PCOS is by far the most common cause of infertility in women, and the number of women with diagnosed and undiagnosed PCOS is best described as “vast.” Experts estimate that as many as 10% of women of childbearing age may have the disorder.
When I was in med school, PCOS was quite uncommon. Now you see articles in women’s magazines and experts on daytime talk shows teaching the public about PCOS. At least there’s hope for affected women, who find themselves becoming overweight without any change in eating habits. Adding the other PCOS symptoms–acne, dark facial hair, and sometimes male pattern baldness—is like rubbing salt in a wound.
The average woman sees five doctors before being diagnosed with PCOS. (Most don’t actually make it to five, giving themselves up to fate, and millions more go undiagnosed because they have no access to the health care system).
This diagnostic delay is a good example of a major flaw in the specialized education of doctors. Ovaries, infertility, and irregular periods are considered the turf of obstetrician-gynecologists. On the other hand, obesity, excess facial hair, metabolic syndrome, and cholesterol are buzzwords belonging to internists. PCOS requires that an OB-GYN think like an internist…and vice-versa. Plus, it’s only been recently that the two groups of physicians sat down and started discussing what seems to be a near epidemic of PCOS.
What causes PCOS?
The situation is further complicated by the absence of straightforward tests to clinch the diagnosis, not helped by the fact that doctors are uncertain what triggers PCOS in the first place. There appears to be a genetic predisposition–PCOS is common in sisters and mothers, and brothers of PCOS patients have high levels of pre-testosterone DHEA, though it’s harmless to them.
Some researchers attribute the PCOS epidemic to endocrine (hormone) disruption caused by the massive amounts of toxic chemicals in our environment, which then trigger PCOS in a genetically susceptible woman.
The underlying problem in PCOS begins when the ovaries develop fluid-filled sacs called cysts and begin to secrete an excessive amount of the male hormone testosterone. This in turn disrupts menstrual regularity and ovulation and leads to infertility. It’s the testosterone that also causes excessive facial hair and acne.
To complicate matters, woman with PCOS develop resistance to the blood sugar-lowering hormone insulin, a situation similar to adult-onset (Type 2) diabetes that leads to high levels of glucose in the blood, weight gain, high cholesterol, and even more testosterone production. To compensate for insulin resistance and high glucose, the body produces even more insulin, which in turn produces even more male hormone, like a snowball rolling downhill out of control. After years of elevated glucose and cholesterol levels, women with untreated PCOS become susceptible to heart disease and high blood pressure.
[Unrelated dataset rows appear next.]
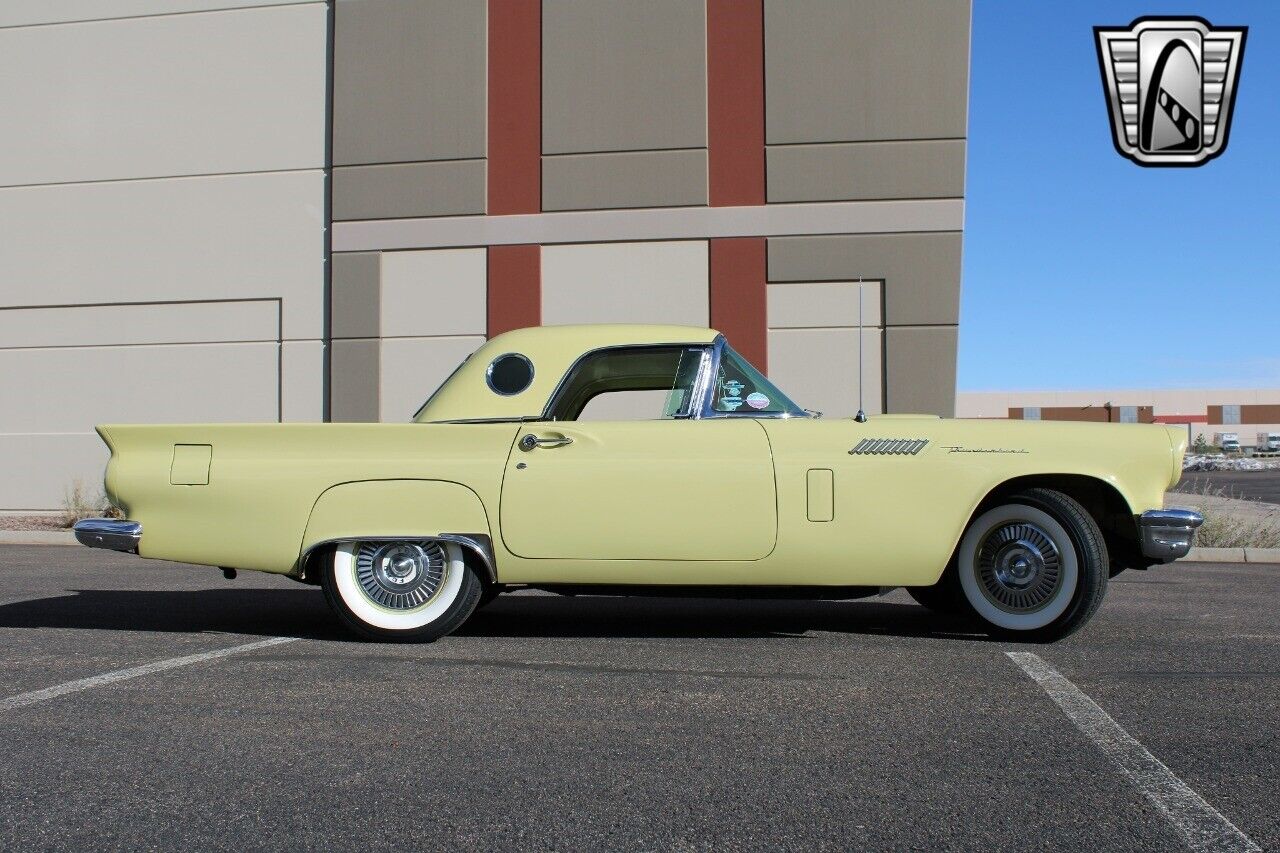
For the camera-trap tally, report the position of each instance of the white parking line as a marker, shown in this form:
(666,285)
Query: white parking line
(22,699)
(1202,826)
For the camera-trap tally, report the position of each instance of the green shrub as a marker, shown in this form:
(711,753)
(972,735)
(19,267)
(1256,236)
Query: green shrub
(1226,529)
(77,505)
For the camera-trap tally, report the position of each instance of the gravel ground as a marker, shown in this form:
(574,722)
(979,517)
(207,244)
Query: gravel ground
(31,523)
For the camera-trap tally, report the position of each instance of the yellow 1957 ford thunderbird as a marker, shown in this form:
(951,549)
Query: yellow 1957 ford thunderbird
(522,471)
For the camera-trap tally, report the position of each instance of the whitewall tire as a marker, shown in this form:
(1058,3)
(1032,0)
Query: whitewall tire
(401,591)
(1033,566)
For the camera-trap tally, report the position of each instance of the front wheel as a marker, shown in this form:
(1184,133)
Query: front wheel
(1034,566)
(410,592)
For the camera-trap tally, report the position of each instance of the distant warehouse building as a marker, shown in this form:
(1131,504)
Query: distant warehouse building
(1201,410)
(277,210)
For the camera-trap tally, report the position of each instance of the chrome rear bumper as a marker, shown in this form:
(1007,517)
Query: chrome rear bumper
(1168,534)
(114,534)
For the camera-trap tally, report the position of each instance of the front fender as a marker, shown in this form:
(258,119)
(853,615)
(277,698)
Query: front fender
(396,509)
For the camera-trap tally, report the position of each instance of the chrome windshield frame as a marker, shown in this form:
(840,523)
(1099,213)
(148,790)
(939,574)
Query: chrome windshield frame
(707,386)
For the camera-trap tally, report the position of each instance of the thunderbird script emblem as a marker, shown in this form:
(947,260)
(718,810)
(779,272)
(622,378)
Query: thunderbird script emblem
(1170,86)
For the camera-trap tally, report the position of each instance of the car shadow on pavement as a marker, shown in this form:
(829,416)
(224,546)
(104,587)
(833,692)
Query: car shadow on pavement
(302,612)
(705,617)
(266,612)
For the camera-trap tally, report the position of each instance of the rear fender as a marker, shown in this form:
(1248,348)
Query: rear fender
(400,510)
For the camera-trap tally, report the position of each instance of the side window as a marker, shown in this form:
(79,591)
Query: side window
(632,383)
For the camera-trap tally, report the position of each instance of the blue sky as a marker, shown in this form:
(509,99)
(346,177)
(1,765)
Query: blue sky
(1086,270)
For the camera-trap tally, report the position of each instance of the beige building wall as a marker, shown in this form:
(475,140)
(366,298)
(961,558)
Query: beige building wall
(659,282)
(816,349)
(1165,401)
(161,224)
(402,323)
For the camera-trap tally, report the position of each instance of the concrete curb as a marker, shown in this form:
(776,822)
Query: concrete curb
(37,537)
(1233,555)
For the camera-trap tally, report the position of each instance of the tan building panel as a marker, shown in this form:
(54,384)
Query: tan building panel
(41,468)
(823,305)
(659,282)
(920,272)
(449,187)
(414,368)
(920,370)
(231,237)
(62,391)
(353,381)
(120,324)
(622,76)
(302,381)
(434,292)
(355,295)
(410,81)
(1260,414)
(630,179)
(818,369)
(865,170)
(23,13)
(172,95)
(880,69)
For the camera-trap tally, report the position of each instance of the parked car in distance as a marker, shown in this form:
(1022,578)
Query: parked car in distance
(1228,442)
(529,469)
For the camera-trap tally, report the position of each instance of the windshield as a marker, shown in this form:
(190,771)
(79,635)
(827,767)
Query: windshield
(743,389)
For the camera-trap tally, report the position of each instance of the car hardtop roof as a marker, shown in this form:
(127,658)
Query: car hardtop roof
(552,350)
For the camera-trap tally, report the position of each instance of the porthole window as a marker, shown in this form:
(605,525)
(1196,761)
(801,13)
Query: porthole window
(510,374)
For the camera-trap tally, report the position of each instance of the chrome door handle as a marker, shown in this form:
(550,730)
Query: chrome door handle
(530,441)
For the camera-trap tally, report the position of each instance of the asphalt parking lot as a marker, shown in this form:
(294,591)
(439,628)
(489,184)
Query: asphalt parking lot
(620,724)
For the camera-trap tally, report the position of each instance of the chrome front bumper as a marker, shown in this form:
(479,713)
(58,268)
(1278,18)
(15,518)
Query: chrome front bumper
(1168,534)
(113,534)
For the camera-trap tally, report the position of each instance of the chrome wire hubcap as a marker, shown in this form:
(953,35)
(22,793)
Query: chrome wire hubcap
(1019,566)
(401,575)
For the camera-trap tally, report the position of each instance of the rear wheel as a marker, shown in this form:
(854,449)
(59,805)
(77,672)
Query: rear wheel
(401,591)
(1034,566)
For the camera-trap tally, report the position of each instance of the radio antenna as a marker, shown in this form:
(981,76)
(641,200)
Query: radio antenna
(862,415)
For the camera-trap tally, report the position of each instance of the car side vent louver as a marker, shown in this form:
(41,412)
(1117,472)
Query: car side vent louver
(888,447)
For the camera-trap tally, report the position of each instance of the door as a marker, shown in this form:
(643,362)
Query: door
(652,489)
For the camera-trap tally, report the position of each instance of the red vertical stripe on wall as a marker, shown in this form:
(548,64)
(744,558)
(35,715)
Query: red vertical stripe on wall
(735,142)
(515,106)
(515,287)
(515,156)
(735,101)
(739,295)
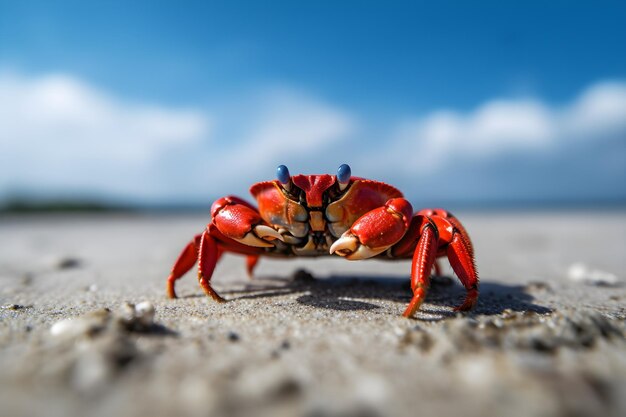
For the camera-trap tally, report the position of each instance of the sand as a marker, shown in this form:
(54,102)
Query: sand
(86,329)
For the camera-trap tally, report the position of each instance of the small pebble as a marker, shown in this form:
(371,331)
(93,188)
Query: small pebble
(13,307)
(67,263)
(579,272)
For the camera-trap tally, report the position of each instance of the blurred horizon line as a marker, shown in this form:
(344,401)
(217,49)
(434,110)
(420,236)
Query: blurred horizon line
(20,205)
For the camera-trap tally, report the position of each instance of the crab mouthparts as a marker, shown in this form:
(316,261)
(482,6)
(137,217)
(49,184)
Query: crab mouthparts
(344,246)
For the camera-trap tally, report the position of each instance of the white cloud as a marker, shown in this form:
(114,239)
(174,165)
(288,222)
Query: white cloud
(507,126)
(67,120)
(59,133)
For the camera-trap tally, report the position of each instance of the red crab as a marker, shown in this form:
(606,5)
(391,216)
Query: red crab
(315,215)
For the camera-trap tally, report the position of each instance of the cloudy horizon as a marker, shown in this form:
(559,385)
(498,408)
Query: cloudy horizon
(180,117)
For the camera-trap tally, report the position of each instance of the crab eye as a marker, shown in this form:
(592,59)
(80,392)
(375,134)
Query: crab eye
(343,175)
(282,173)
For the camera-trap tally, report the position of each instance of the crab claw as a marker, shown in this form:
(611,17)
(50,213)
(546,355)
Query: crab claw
(240,221)
(375,231)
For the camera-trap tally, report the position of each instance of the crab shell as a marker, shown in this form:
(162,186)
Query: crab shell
(313,211)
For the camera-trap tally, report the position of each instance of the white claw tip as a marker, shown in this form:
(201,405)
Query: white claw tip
(344,246)
(265,232)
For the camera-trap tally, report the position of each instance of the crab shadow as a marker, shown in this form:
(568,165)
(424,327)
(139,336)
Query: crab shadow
(347,292)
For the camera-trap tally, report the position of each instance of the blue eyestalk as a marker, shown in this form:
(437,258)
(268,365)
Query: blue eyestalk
(343,174)
(282,173)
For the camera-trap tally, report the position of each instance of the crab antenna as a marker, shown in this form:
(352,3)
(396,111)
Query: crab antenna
(282,173)
(343,176)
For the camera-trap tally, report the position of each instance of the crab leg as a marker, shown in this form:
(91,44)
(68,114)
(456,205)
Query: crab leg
(208,256)
(251,262)
(423,261)
(460,255)
(186,260)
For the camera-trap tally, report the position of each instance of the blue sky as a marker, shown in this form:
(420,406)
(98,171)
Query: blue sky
(453,101)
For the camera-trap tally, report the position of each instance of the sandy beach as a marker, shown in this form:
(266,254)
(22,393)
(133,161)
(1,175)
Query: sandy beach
(86,328)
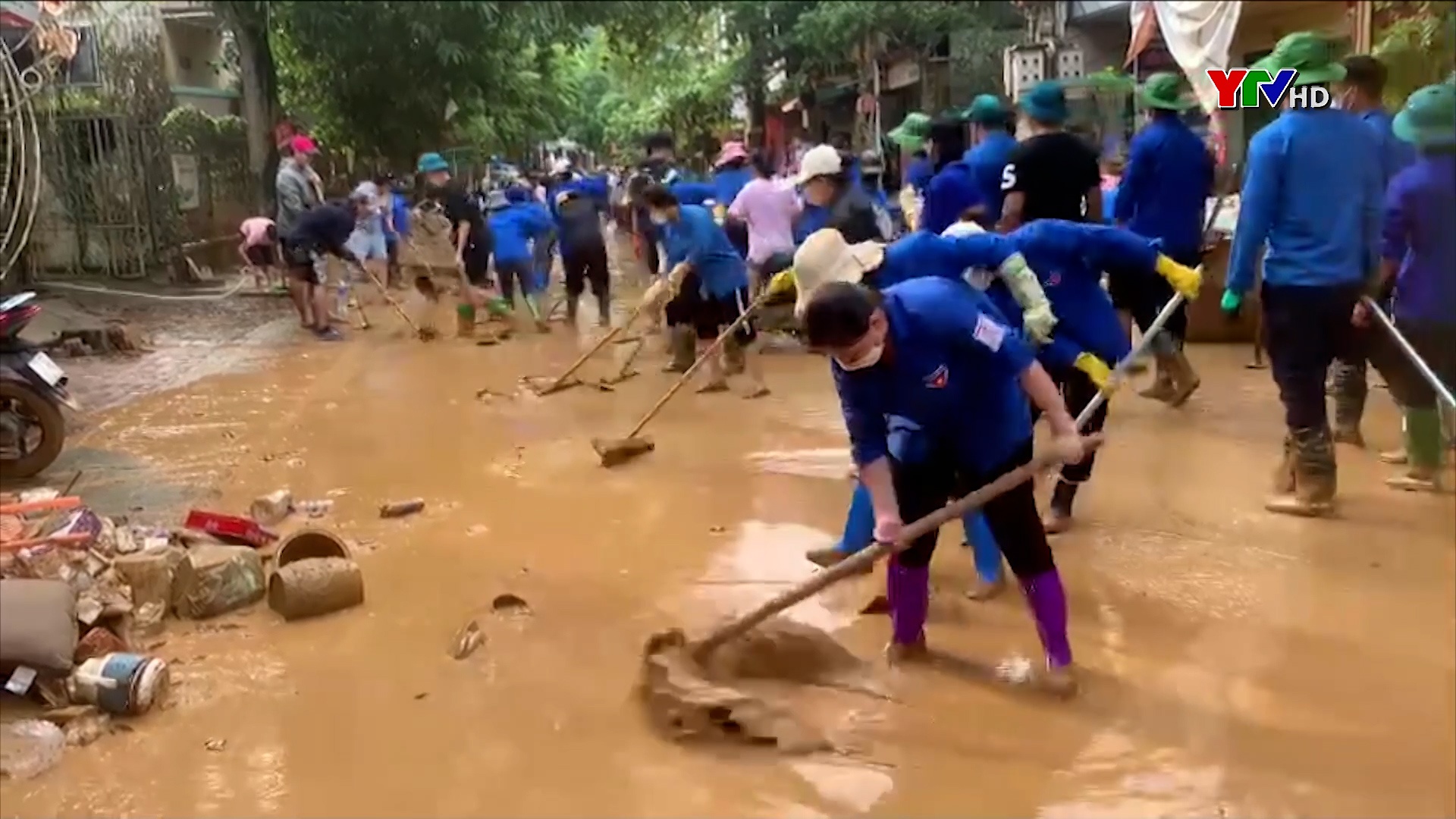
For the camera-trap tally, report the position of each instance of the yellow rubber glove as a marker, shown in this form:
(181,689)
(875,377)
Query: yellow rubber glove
(783,281)
(1095,369)
(1183,278)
I’d recommend that every woman with a combination of irregular periods (with or without infertility), unexplained weight gain, and/or new facial hair ask her doctor about PCOS. I assure you there are helpful treatments, both conventional and alternative.
The standard diagnostic tests for PCOS are:
• Blood tests that check for evidence of elevated male hormones (testosterone and androstenedione).
• Tests to check for insulin resistance (blood glucose and insulin levels).
• Vaginal ultrasound to look for cysts.
• Tests for levels of other hormones (estrogen, progesterone, thyroid, adrenal) and cholesterol.
It’s essential for women with PCOS to begin major lifestyle changes, primarily nutritional counseling with weight reduction and exercise.